Using GPUs with Fuzzball
Fuzzball intelligently passes GPUs from the host through to the containers that support jobs. Once an administrator has properly added and configured resources that include GPUs, you can access them simply by specifying them in your Workflow.
Observe the following Fuzzfile:
version: v1
jobs:
gpu-check:
image:
uri: docker://rockylinux:9
command:
- /bin/sh
- '-c'
- nvidia-smi
resource:
cpu:
cores: 1
memory:
size: 1GB
devices:
nvidia.com/gpu: 1
Note that the gpu-check
job in this workflow is based on the official Rocky Linux (v9) container
on Docker Hub. This
container does not have a GPU driver or any NVIDIA related software installed.

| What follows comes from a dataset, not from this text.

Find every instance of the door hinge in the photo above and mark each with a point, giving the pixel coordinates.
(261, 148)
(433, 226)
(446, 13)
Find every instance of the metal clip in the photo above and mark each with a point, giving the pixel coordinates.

However, the Fuzzfile
specifies that this job should run the program nvidia-smi
to check the status of any GPUs that are
present.
The resources
section has a field devices
that allows you to specify that the job should use
GPUs. Since our administrator has configured GPUs for use with nvidia.com/gpu
, we can specify that
we need to use one. Fuzzball will cause all of the driver-related software to be available in the
container. Note that the nvidia-smi
command has no trouble completing even though the Rocky Linux
container has no NVIDIA-related software.
Thu Aug 15 20:27:38 2024
+-----------------------------------------------------------------------------------------+
| NVIDIA-SMI 555.42.06 Driver Version: 555.42.06 CUDA Version: 12.5 |
|-----------------------------------------+------------------------+----------------------+
| GPU Name Persistence-M | Bus-Id Disp.A | Volatile Uncorr. ECC |
| Fan Temp Perf Pwr:Usage/Cap | Memory-Usage | GPU-Util Compute M. |
| | | MIG M. |
|=========================================+========================+======================|
| 0 Tesla V100-SXM2-16GB Off | 00000000:00:1E.0 Off | 0 |
| N/A 42C P0 40W / 300W | 1MiB / 16384MiB | 2% Default |
| | | N/A |
+-----------------------------------------+------------------------+----------------------+
+-----------------------------------------------------------------------------------------+
| Processes: |
| GPU GI CI PID Type Process name GPU Memory |
| ID ID Usage |
|=========================================================================================|
| No running processes found |
+-----------------------------------------------------------------------------------------+
Not only is it unnecessary to install NVIDIA drivers into containers that will run GPU workflows, it is considered a bad practice to do so. Under the hood, Fuzzball finds libraries and binaries associated with the NVIDIA driver and injects them into the container. This ensures that the kernel modules and the libraries are both in agreement. If you install GPU drivers into the container there is a chance that they could be found by the software in your container and disrupt the correspondence between the libraries and the installed kernel modules.
There is a difference between the NVIDIA driver and CUDA. This is confusing since CUDA is often packaged with the NVIDIA driver. You should install the correct version of CUDA in your container to support your GPU-accelerated software. But you should not install the driver.